On the UN’s International Day of the Girl, members of The Girls’ Brigade England & Wales are backing a campaign to remove pictures of topless women from a national newspaper.

A group of 18-30s from Girls’ Brigade (GB) has sent a letter to David Dinsmore, editor of The Sun newspaper, sharing their support for the No More Page 3 Campaign.

Girls BrigadeGB’s Participation and Advocacy Co-ordinator Claire Rush says ‘We believe girls and women are uniquely created and their value and worth is not based on what they look like.

'Unfortunately that’s not the message The Sun’s Page 3 is communicating to a generation of young women in 2013. It’s time to stop the objectification of women in the media and to start celebrating women for who they are and what they’ve achieved.’

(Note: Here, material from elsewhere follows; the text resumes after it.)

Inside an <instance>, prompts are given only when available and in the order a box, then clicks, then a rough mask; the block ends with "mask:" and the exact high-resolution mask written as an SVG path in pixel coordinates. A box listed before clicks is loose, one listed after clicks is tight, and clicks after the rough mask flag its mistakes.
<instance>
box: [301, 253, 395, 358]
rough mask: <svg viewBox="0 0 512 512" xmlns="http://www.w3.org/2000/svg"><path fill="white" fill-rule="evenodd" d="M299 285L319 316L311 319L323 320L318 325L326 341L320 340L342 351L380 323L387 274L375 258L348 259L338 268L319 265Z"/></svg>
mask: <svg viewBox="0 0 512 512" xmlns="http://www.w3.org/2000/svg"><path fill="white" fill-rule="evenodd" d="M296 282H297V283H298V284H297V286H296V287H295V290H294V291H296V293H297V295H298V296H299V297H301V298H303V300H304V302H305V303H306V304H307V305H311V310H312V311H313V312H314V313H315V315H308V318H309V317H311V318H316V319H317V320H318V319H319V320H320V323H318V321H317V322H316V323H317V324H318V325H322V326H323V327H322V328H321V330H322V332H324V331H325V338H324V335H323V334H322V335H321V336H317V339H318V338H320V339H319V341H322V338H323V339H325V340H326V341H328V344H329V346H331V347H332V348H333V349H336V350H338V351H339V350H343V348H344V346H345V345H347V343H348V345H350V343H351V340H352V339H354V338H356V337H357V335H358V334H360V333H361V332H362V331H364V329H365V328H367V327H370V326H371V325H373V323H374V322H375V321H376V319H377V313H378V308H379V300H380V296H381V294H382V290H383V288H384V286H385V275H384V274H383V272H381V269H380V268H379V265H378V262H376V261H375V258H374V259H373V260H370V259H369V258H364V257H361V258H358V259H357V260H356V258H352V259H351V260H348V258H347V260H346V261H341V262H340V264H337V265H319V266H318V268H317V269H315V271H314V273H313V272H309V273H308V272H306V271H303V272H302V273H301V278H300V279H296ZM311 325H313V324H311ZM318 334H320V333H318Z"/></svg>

The letter has been sent in response to the results of an online survey of primarily the charity’s 18-30s members, in which 97.5 per cent of the 40 respondents said they support the national campaign to remove the topless women on Page 3 of The Sun newspaper. Using their authentic voices, the letter goes on to give examples of how Page 3 has negatively affected young women in GB, such as contributing towards low self-esteem.

In order to be a voice of hope, the group has also produced some alternative Page 3s, highlighting women they think should be celebrated for their achievements and character rather than their looks, such as human rights activist Malala Yousafzai, and these have been sent with their letter.

An extract from the letter reads, ‘Today is the UN’s International Day of the Girl; a day to celebrate the achievements of girls across the world, but also to highlight the persistent discrimination which half the world’s population endures simply because of their sex … Instead we want to see women valued for who they are; not what they look like.

'We dream of living in a society where a national newspaper, like The Sun, depicts men and women as equals and no longer feels the need to display porn on Page 3 in order to sell newspapers copies.’

Girls’ Brigade groups all over England and Wales provide rewarding, stretching and positive opportunities through which thousands of children and young people, between the ages of four and 30, grow and develop in confidence and skills in a Christian environment.